Pour plus d’un, l’humanisme est une doctrine qui place la femme ou l’homme, ainsi que son épanouissement, au-dessus de toutes valeurs. Il prône la dignité et l’autonomie des individus en mettant en exergue le droit pour que l’être humain puisse jouir pleinement de sa liberté, pourvu qu’il soit compatible avec celui des autres.
Autrefois, écartées de la vie sociopolitique et économique, les femmes haïtiennes commencent, au cours du XXe siècle, à revendiquer leurs Droits. Pour certains, le féminisme haïtien s’est amplifié en 1926 avec l’enquête menée contre l’occupation américaine par la Ligue Internationale des Femmes pour la Paix, sur la demande de la section haïtienne ainsi que la création, en 1934 de la Ligue Féminine d’Action Sociale (LFAS). En fait, l’existence d’un éventuel lien entre la lutte pour les droits de la femme et celles faites pour la démocratie est à souligner.

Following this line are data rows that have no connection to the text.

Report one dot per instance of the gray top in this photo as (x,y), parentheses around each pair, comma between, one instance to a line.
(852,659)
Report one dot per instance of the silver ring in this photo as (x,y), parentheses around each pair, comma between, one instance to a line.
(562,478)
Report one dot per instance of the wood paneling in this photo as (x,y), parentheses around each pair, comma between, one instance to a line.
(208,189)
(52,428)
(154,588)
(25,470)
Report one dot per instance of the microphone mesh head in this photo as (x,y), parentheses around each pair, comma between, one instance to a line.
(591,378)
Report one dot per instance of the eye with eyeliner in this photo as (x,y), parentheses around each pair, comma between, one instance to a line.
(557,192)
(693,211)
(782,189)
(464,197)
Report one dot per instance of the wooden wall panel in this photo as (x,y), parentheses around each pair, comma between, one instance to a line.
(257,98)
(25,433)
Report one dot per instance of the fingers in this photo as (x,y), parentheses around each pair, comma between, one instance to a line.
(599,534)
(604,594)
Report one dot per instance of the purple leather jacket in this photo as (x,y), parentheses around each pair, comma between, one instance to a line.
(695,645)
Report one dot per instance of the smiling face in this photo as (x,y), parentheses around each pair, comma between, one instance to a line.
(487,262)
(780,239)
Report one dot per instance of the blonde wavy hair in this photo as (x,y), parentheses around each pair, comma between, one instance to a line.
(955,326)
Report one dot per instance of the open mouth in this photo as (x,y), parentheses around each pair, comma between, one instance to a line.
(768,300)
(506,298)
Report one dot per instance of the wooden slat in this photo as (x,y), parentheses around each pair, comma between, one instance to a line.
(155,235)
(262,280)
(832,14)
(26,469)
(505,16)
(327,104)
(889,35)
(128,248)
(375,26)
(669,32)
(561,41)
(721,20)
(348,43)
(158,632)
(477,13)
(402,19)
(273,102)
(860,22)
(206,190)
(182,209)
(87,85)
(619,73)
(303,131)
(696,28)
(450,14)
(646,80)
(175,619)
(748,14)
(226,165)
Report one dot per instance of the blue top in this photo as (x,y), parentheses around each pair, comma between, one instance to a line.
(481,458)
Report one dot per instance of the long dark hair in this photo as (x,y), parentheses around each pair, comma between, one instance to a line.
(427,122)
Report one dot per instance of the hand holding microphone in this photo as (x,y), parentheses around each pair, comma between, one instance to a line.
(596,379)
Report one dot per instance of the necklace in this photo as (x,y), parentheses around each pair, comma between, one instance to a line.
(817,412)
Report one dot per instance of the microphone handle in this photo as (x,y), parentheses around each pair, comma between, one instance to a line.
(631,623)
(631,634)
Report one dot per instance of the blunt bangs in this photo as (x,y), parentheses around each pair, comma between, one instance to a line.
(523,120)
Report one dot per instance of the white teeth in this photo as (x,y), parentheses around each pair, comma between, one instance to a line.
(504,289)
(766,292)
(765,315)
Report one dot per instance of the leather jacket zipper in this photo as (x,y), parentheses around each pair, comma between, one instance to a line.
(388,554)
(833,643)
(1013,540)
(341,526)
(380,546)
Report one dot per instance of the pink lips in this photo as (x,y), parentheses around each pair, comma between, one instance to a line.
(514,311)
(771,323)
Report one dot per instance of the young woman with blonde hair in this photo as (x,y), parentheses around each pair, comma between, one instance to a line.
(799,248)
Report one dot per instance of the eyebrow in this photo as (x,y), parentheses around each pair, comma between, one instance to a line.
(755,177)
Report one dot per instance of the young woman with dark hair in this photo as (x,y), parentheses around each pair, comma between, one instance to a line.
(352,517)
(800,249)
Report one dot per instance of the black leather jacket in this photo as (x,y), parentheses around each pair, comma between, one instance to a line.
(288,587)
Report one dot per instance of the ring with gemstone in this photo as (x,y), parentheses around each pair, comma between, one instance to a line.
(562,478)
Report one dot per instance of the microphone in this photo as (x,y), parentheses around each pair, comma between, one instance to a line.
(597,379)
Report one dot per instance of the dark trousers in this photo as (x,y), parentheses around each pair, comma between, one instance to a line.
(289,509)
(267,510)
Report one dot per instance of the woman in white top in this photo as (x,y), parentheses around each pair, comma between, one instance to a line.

Depuis 1944, les haïtiennes ont le droit de se porter candidat aux élections législatives et municipales. Six ans plus tard, elles obtiennent le droit de vote. Après les élections de 1957, il fallait attendre la chute des Duvalier pour assister à un sursaut de la lutte pour les droits de la femme haïtienne. Comme preuve, en avril 1986, 30 000 femmes se sont manifestées en faveurs de la démocratie ; puis, nous avons assisté à la création du Ministère à la Condition Féminine et aux Droits de la Femme (MCFDF) ainsi que l’instauration d’un quota de 30% de femmes obligatoire au niveau de certains postes électifs.
Comme avantages, il est à souligner que grâce à ces mouvements, une diminution considérable des violences faites aux femmes a été enregistrée. Malheureusement, nous ne sommes pas arrivés à les éradiquer. Toutefois, certaines femmes, étant mieux formées et conscientes de leurs droits, ont la capacité de dénoncer des « bourreaux ». De plus, en plus du MCFDF, certaines organisations de femmes sont toujours prêtes à accompagner juridiquement, psychologiquement et économiquement les femmes victimes de violences.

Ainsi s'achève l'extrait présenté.